/Stroke-Prediction

Stroke Prediction is a project that have won the Best Project Award for CS3264, aimming to predict the likelihood of a stroke based on various input features such as age, gender, health conditions, and lifestyle factors.

Primary LanguagePython

Stroke Prediction

Stroke

Stroke Prediction is a project that aims to predict the likelihood of a stroke based on various input features such as age, gender, health conditions, and lifestyle factors. The model is built using a Bayesian Network and trained on data sourced from Kaggle. This README provides a comprehensive guide on how to set up, train, and verify the model.

This project has also won the Best Project Award amount all the teams for NUS CS3264, Foundation of Artificial Intelligence.

Stroke

Please refer to the full report for more information about the tool and the model.

Table of Contents

Dataset

The dataset used for this project is sourced from Kaggle.

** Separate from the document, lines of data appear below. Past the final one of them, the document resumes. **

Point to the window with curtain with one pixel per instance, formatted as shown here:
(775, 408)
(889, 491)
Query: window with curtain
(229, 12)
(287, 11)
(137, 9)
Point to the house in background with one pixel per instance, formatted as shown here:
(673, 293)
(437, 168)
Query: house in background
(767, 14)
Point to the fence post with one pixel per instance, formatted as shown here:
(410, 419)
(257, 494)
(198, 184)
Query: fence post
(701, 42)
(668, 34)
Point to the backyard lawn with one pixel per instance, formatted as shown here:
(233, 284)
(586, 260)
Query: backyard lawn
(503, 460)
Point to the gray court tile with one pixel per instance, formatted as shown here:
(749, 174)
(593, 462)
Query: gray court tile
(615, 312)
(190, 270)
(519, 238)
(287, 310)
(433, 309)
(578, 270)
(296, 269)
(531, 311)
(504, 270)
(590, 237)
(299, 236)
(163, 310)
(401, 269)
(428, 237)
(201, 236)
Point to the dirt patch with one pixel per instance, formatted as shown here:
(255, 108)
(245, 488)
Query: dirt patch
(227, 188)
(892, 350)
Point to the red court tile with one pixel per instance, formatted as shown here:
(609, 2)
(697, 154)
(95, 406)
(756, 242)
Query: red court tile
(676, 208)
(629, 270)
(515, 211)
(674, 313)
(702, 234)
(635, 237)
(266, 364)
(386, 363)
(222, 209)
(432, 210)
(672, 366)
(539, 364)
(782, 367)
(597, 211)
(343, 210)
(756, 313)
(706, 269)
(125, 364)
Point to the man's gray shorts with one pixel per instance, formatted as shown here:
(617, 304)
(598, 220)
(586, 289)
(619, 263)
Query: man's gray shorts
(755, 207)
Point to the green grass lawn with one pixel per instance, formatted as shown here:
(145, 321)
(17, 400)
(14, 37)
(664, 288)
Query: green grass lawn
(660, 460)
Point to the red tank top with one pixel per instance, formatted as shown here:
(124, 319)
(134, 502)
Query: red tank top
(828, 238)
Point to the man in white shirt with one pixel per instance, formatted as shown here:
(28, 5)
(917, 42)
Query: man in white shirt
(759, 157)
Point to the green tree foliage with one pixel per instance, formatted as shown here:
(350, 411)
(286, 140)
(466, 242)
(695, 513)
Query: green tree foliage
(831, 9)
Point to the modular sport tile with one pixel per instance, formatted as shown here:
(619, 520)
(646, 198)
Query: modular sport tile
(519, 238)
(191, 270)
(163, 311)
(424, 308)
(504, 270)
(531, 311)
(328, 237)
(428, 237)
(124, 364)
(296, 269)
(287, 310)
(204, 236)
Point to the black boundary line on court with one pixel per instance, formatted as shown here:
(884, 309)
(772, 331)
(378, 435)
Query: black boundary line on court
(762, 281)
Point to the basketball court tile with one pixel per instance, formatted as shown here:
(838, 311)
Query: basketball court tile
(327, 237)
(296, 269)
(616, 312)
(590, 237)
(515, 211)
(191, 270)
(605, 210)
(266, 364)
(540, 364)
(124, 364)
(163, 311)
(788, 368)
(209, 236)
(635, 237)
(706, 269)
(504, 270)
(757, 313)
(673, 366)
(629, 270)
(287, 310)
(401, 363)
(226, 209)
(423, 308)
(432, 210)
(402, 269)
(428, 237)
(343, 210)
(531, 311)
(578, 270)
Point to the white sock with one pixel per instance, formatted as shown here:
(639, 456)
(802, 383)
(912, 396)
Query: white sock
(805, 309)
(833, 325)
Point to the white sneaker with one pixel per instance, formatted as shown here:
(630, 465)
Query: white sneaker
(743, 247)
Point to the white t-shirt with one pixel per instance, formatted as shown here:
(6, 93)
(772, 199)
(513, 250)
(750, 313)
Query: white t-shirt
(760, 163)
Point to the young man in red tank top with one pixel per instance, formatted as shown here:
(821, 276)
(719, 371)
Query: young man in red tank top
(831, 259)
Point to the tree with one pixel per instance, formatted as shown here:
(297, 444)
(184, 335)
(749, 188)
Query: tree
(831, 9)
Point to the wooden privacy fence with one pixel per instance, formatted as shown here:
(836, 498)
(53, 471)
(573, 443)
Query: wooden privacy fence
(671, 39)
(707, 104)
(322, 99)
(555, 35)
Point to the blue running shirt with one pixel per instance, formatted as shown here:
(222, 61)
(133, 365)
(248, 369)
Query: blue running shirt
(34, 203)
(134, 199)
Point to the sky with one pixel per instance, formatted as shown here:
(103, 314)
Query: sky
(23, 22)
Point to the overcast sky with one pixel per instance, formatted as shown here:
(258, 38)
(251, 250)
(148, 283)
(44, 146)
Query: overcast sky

It includes features like age, gender, hypertension, heart disease, marital status, work type, residence type, glucose level, BMI, and smoking status.

Installation

  1. Clone the repository:

    git clone <repository-url>
    
  2. Navigate to the project directory:

    cd Stroke-Prediction
    
  3. Install the necessary Python libraries:

    pip install -r requirements.txt
    

Usage

  1. Data Cleaning: Before training the model, the raw data needs to be cleaned and transformed. Run the data_cleaner.py script to process the raw data and generate the transformed_data.csv file.

    python data_cleaner.py
    
  2. Training the Model: Use the model.py script to train the Bayesian Network on the transformed data.

    python model.py
    
  3. Model Verification: To verify the accuracy of the trained model on a test dataset, use the verifier.py script.

    python verifier.py
    
  4. Graph Visualization (Optional): If you want to visualize the Bayesian Network, you can use the graph.py script.

    python graph.py
    

Files in the Repository

  • raw.csv: Raw data sourced from Kaggle.
  • transformed_data.csv: Processed data ready for training.
  • data_cleaner.py: Script to clean and preprocess the raw data.
  • model.py: Script to train the Bayesian Network.
  • verifier.py: Script to verify the accuracy of the trained model.
  • graph.py: Script to visualize the Bayesian Network (optional).
  • requirements.txt: List of Python libraries required for the project.